An egress window is typically a large window large enough for easy entry or exit, depending on local building codes. These are often required when completing a basement or other extension and are usually paired with an Egress Well along with steps or ladder for quick exit. The majority of commercial buildings these days have them but there are some residential homes without them which can pose a security risk. As with any entry or exit to a building, an egress window should be wide enough to allow movement from the building into the street or parking lot safely. Here are some common problems with these windows and some tips for resolving them.
The most common reason for a non-permanent egress window is the installation of the exterior wall paneling. Since they are permanently installed on the outside face of the house frame, it is impossible to replace, repair or add a new one if defective. This is why it’s best to have your exterior wall installed by a professional. Make sure you are working with someone who is familiar with this type of installation.

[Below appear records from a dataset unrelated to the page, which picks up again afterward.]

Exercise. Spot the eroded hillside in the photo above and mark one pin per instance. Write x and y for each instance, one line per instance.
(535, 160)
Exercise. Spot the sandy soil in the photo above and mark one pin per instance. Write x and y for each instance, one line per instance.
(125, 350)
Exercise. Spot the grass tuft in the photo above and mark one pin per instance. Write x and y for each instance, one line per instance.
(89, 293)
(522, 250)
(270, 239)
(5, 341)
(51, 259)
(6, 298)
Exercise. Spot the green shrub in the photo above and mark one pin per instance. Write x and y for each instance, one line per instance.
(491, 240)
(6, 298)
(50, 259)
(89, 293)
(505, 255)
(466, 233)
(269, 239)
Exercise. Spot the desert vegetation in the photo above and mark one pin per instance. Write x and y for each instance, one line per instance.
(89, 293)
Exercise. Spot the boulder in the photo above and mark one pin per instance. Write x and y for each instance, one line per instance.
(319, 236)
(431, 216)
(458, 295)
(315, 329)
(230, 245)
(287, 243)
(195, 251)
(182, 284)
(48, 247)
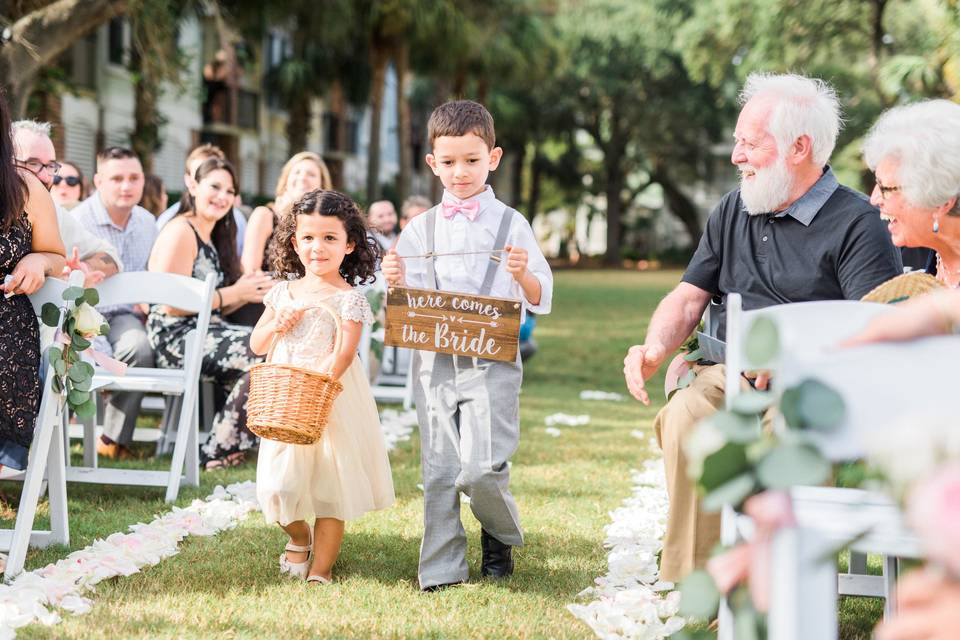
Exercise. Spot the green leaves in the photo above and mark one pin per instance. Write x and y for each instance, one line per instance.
(812, 405)
(50, 314)
(699, 596)
(763, 342)
(790, 465)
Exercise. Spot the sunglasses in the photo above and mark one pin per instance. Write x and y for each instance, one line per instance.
(71, 181)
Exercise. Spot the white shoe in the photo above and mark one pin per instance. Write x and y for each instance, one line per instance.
(295, 569)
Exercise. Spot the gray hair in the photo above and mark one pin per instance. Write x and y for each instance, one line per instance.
(38, 128)
(805, 106)
(924, 138)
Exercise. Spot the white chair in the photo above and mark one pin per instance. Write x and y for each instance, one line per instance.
(386, 388)
(45, 460)
(181, 292)
(885, 387)
(805, 329)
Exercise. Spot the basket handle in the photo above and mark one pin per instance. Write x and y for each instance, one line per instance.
(338, 340)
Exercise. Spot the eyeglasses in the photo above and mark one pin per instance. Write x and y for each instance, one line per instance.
(885, 191)
(34, 165)
(71, 181)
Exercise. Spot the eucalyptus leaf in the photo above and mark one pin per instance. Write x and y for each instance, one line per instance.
(752, 402)
(699, 597)
(763, 342)
(86, 410)
(733, 492)
(737, 427)
(789, 465)
(49, 314)
(723, 465)
(77, 397)
(819, 406)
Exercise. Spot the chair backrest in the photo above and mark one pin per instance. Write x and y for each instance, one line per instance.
(803, 328)
(885, 387)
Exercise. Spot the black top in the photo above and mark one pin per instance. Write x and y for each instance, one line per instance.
(829, 245)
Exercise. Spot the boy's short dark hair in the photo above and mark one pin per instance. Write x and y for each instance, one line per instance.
(460, 117)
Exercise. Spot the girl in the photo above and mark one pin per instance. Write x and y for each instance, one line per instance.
(323, 240)
(198, 241)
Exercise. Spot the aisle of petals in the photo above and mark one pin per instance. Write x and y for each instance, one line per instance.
(40, 596)
(629, 602)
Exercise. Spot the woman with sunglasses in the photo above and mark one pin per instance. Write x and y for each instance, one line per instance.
(69, 187)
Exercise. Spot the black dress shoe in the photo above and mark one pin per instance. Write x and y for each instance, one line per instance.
(497, 557)
(440, 587)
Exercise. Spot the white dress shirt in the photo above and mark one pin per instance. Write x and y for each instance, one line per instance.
(74, 234)
(465, 273)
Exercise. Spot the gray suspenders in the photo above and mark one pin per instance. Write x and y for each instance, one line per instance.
(498, 244)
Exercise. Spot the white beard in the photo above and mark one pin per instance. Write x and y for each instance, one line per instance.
(768, 189)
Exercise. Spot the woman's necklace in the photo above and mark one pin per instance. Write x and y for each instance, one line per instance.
(942, 272)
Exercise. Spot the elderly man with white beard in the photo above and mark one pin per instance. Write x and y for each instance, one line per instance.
(789, 233)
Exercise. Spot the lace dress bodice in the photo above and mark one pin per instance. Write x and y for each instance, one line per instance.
(311, 341)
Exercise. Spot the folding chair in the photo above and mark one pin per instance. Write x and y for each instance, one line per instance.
(885, 387)
(46, 457)
(181, 292)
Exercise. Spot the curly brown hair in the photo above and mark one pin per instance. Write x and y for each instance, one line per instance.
(358, 267)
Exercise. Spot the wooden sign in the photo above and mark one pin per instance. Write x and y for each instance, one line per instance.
(455, 323)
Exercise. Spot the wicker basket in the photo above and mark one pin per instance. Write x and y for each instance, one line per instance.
(904, 287)
(292, 404)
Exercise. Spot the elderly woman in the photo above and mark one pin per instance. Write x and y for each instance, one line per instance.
(912, 150)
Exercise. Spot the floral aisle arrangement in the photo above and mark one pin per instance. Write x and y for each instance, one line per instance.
(82, 323)
(748, 457)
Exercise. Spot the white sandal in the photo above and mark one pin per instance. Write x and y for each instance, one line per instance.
(295, 569)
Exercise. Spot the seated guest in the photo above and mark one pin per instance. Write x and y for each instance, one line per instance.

If you’re unsure of the foundation requirements or are not confident about the strength of the walls in your basement, then it’s probably best to hire a professional to install egress windows in your basement. Most professionals will come in and work from the outside perimeter of the foundation to install the frame as well as all the required siding and interior trim. They may also come in and consult with you about your electrical and plumbing issues. They will typically recommend a per window rule to ensure maximum safety. The per window rule basically means each window must be installed individually. The exception to this rule would be when you’re installing a new foundation wall because that is allowed under the rules for new construction.

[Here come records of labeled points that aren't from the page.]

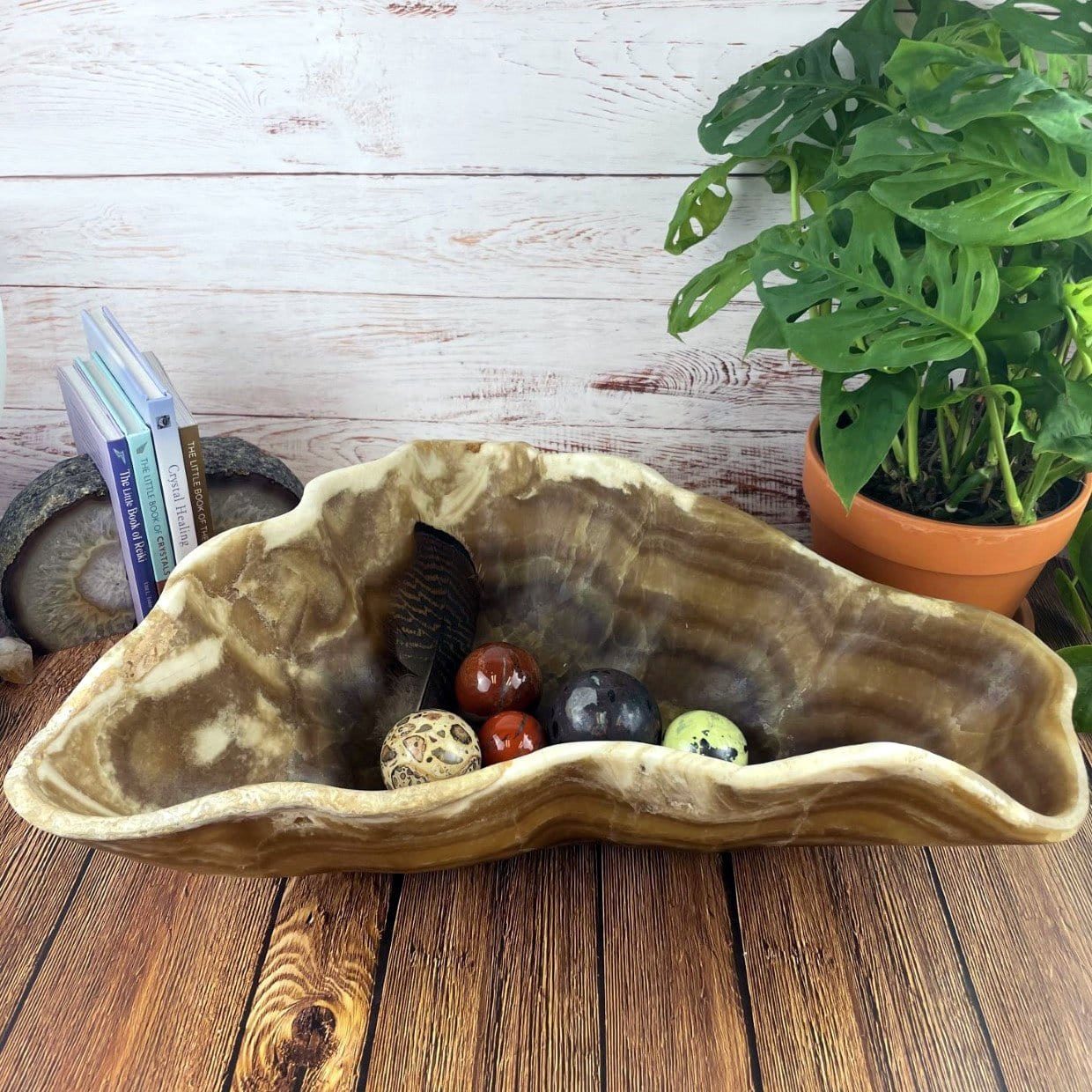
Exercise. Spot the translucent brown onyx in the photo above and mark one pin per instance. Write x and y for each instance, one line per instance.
(237, 729)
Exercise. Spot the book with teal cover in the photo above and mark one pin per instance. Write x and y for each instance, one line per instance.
(145, 471)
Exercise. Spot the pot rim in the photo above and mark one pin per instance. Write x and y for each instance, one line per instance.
(881, 510)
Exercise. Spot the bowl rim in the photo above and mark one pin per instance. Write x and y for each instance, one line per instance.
(255, 801)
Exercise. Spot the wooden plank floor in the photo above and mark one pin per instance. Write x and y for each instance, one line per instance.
(583, 968)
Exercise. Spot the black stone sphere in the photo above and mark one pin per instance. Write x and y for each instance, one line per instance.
(604, 705)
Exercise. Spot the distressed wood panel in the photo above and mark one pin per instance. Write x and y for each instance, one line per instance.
(306, 1028)
(192, 86)
(37, 873)
(760, 472)
(595, 238)
(491, 978)
(674, 1010)
(140, 941)
(465, 362)
(854, 981)
(1022, 915)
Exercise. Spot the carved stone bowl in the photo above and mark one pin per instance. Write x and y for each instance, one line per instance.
(237, 729)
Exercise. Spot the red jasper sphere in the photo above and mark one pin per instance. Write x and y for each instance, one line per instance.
(498, 677)
(509, 735)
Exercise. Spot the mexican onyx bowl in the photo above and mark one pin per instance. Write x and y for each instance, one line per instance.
(237, 729)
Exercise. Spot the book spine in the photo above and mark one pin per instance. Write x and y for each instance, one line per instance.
(142, 580)
(194, 458)
(176, 494)
(151, 503)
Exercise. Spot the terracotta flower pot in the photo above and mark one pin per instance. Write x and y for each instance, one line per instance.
(986, 567)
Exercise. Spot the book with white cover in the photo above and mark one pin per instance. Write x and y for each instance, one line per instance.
(99, 436)
(156, 406)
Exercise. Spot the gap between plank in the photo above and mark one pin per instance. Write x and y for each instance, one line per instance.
(491, 297)
(728, 877)
(386, 942)
(44, 950)
(374, 173)
(601, 970)
(260, 963)
(972, 994)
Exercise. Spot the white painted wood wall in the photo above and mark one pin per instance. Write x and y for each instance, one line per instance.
(346, 224)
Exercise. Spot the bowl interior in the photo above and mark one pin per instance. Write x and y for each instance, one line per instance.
(267, 656)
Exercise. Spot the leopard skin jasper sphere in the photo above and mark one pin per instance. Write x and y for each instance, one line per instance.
(709, 734)
(432, 745)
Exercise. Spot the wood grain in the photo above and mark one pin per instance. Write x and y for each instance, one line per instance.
(132, 945)
(467, 362)
(173, 86)
(759, 472)
(37, 873)
(1022, 918)
(503, 237)
(673, 1005)
(491, 978)
(307, 1025)
(853, 978)
(140, 943)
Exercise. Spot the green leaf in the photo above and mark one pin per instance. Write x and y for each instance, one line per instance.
(711, 290)
(765, 333)
(1004, 186)
(1077, 542)
(1057, 27)
(1082, 561)
(895, 144)
(1015, 278)
(701, 209)
(1067, 428)
(856, 427)
(792, 95)
(1072, 600)
(933, 14)
(1079, 658)
(954, 87)
(890, 310)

Every new home has the opportunity to be built with better quality construction methods, including better egress windows and more efficient and secure door systems. Foundation footers and walls are constructed from better material, and they are stronger and more resistant to leaking. A cracked foundation wall or major flooding can cause damage to the rest of your home. If your basement is flooded, your primary exit is near the main floor of your home, so you want a system that is both efficient and secure. If the emergency escape route is through a window, you want a system that allows you easy access into your home from an open window.
Foundation footers are another important component of your egress window system. You may be tempted to install just any type of flat, non-slip flooring into your basement. However, installing concrete slabs or wood is not recommended. Wood can rot, warp and expand during extreme weather conditions and poses a health risk to anyone walking through it. Concrete is installed the same way and does not expand or warp like wood does, which makes it the most ideal choice for your basement.

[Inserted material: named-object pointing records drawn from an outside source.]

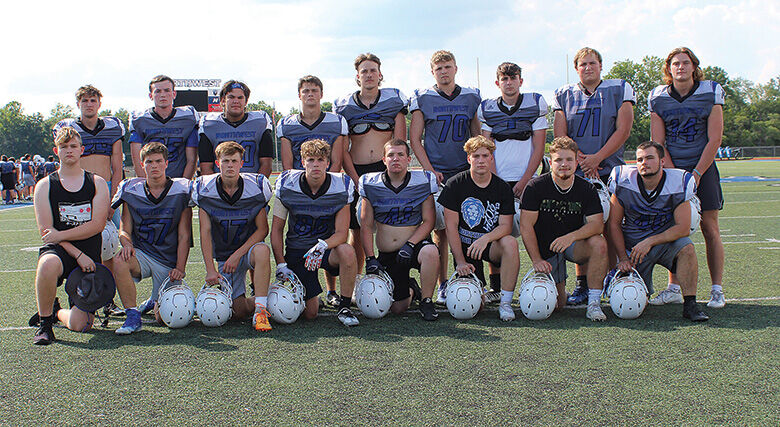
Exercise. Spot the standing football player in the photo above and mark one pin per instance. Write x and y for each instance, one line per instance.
(562, 220)
(251, 129)
(687, 118)
(233, 225)
(517, 124)
(399, 203)
(316, 204)
(176, 128)
(156, 228)
(650, 218)
(447, 113)
(479, 205)
(598, 115)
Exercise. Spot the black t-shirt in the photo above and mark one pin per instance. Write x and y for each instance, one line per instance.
(559, 213)
(479, 208)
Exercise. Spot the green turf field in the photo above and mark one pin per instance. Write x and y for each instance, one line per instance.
(659, 369)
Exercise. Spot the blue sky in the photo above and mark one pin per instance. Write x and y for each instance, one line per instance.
(118, 46)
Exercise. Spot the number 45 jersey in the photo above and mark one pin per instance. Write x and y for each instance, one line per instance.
(155, 220)
(402, 206)
(232, 217)
(591, 118)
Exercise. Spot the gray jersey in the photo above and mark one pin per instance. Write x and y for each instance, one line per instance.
(685, 118)
(248, 133)
(447, 124)
(591, 118)
(232, 217)
(400, 206)
(389, 103)
(155, 220)
(328, 127)
(647, 214)
(99, 140)
(177, 132)
(312, 216)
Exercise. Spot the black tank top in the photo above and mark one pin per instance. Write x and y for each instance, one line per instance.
(71, 209)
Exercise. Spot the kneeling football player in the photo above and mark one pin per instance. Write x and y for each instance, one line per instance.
(316, 202)
(233, 225)
(400, 203)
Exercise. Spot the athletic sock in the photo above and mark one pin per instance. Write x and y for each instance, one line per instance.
(594, 296)
(495, 282)
(506, 296)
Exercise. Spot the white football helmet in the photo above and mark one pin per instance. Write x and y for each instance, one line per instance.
(215, 303)
(464, 296)
(604, 195)
(695, 214)
(374, 295)
(176, 303)
(110, 236)
(538, 295)
(286, 299)
(627, 294)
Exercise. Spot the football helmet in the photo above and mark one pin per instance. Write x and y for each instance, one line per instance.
(176, 303)
(604, 195)
(464, 296)
(215, 304)
(286, 299)
(374, 294)
(538, 295)
(627, 294)
(110, 237)
(695, 214)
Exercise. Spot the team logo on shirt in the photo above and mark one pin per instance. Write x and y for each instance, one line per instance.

It is your local building codes that determine what these structures must consist of. Some states require that your egress windows and sliding doors must be made of a fire-resistant material. Your windows and sliding doors must be able to withstand a collision with a moving vehicle, so that means checking the local building codes for the requirements of your state. Some states may even have additional regulations that pertain to doors or windows that are required to be wheelchair accessible.
If your new house requires two levels of egress, you must have two excavators, one to install your new windows and doors, and the other to remove the existing ones. One or both excavators need to be equipped with sensors, which will detect objects as they approach. If an object is too large to pass through the doorway, it will be captured by the sensor and removed. That is why it is important to have a professional inspector take a look at the equipment you will be using when installing your new basement windows and doors: because there are very specific guidelines regarding how to set up and operate them.
Your egress windows may be installed on their own, if the house has not been previously constructed. However, many older houses are installed with one set of egress windows installed in each level, regardless of whether they are required or not. In that case, your new windows may need to be installed on a temporary foundation while the house is being built. You should plan to hire an engineer or other expert in the field to check the foundation and make sure that your new egress window wells are installed correctly. Any faulty parts could have severe consequences on the eventual usability of your home.